É importante que a garantia da ordem pública não seja confundida com o


clamor público. Entende-se ser àquela o risco ponderável de o autor da infração
tornar a cometer delitos, significa que só poderá ser decretada a prisão preventiva
com fundamento na garantia da ordem pública quando o paciente demonstrar,
através de suas condutas e antecedentes, que provavelmente praticará novos
crimes se continuar em liberdade, o que garante uma proteção a toda sociedade.

O clamor público ou clamor social é aquele realizado por toda a sociedade


que, devido a gravidade do delito e a manipulação da mídia, acaba se comovendo e
exigindo a prisão do paciente como forma de “fazer justiça”, assumindo
características de verdadeira pena antecipada, violando o devido processo legal, a
presunção de inocência e o princípio da não- culpabilidade.

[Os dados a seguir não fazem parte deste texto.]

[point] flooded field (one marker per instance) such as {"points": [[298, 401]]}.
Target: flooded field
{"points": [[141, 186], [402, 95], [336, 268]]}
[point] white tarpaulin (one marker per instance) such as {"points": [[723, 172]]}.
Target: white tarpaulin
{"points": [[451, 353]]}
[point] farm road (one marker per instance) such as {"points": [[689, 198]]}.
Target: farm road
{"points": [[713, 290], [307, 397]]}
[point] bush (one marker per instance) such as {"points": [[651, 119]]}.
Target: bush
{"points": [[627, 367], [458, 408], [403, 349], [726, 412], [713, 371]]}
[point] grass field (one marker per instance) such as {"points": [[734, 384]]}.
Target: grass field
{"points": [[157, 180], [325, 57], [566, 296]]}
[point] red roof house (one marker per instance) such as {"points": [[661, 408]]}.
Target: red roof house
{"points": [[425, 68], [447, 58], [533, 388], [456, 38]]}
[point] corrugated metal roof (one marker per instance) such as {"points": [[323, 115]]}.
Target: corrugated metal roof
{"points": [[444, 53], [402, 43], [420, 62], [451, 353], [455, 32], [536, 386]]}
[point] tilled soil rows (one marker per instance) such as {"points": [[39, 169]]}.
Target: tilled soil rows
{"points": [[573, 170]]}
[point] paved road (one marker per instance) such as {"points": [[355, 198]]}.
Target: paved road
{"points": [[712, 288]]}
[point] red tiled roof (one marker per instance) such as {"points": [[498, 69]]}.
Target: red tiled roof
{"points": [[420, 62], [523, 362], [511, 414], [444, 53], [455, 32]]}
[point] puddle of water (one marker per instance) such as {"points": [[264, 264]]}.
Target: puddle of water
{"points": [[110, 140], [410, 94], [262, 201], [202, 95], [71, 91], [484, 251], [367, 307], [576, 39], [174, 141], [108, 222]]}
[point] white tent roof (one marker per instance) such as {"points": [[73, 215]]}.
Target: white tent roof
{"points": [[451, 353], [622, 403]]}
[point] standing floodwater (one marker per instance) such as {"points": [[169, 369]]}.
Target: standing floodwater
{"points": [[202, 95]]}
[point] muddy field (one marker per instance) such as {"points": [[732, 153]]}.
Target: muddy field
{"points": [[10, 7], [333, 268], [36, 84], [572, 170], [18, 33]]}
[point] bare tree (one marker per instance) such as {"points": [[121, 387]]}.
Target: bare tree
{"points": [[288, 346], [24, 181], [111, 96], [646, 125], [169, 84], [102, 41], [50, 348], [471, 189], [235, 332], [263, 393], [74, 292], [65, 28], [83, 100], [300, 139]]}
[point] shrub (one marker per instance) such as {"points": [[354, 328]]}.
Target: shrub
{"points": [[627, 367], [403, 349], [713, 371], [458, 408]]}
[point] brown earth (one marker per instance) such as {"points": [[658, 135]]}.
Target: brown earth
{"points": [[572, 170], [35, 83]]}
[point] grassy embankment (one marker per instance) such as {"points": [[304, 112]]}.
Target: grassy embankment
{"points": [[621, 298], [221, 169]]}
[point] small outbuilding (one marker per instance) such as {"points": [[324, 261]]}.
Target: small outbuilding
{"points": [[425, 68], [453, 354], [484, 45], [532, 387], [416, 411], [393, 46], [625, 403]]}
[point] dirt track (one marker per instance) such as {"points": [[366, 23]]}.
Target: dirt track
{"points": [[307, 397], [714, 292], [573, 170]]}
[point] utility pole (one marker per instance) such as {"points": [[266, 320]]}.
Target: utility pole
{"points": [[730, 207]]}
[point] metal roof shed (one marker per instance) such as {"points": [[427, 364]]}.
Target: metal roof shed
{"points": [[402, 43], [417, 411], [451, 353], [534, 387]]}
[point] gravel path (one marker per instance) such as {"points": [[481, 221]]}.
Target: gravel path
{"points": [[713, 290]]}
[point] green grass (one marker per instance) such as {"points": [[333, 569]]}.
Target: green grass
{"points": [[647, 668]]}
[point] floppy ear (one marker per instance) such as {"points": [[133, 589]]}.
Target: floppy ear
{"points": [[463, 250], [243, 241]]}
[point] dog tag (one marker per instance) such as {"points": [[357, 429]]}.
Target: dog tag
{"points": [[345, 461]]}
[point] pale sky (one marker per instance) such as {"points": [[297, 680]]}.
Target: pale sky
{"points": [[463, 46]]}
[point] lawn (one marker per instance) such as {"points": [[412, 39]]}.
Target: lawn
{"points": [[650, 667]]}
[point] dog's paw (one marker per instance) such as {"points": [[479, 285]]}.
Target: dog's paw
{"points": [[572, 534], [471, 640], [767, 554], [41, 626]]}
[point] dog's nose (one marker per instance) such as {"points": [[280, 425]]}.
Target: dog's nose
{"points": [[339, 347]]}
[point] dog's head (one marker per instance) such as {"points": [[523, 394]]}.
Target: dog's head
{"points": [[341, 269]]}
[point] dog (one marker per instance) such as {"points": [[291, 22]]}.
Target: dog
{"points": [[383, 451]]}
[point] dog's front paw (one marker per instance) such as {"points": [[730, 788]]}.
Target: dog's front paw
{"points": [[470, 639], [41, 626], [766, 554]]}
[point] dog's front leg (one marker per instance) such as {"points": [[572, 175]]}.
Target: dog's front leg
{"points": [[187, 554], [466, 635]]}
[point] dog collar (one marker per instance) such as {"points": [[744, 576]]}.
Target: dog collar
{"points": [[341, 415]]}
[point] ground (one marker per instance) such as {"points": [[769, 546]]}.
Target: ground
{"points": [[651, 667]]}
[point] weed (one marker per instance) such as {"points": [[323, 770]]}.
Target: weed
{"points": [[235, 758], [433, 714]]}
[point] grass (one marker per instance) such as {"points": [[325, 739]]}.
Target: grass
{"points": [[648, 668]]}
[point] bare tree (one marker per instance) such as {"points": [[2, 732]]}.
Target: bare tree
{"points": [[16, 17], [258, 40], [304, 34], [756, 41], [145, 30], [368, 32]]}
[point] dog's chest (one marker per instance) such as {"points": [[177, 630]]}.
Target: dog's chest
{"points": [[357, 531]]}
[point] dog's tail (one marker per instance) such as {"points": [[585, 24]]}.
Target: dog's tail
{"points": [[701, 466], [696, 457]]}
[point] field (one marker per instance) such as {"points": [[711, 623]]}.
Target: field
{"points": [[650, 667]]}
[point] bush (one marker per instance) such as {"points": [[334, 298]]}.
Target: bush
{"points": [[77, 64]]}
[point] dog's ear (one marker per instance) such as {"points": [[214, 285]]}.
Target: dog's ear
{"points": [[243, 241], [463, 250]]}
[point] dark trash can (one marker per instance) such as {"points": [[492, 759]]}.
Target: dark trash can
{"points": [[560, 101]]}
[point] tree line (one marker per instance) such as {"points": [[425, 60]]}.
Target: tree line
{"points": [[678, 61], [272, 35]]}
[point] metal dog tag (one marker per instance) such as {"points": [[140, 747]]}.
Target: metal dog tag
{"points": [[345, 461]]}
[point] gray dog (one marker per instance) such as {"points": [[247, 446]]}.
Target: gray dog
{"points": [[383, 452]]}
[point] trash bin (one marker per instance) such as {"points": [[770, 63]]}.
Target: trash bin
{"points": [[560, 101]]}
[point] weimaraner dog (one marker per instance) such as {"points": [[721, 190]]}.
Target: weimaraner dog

Portanto, uma prisão preventiva decretada com toda sua fundamentação


voltada ao clamor público, mas, ao final o juiz a decreta com base na garantia da
ordem pública, não deixa de ser ilegal, pois fica clara a confusão que ocorre em
relação a esses dois institutos.

É o que demonstra a decisão do Superior Tribunal de Justiça a seguir:


“O fato valorativo sobre a gravidade genérica dos delitos imputados ao
paciente, bem como a existência de prova da autoria e materialidade dos
crimes e o clamor público e comoção social não constituem fundamentação
idônea a autorizar a prisão para garantia da ordem pública, se
desvinculados de qualquer fator concreto”. (HC 35.684/SP, Rel. Min.
GILSON DIPP, DJ 1°/7/05) [Grifo nosso]”.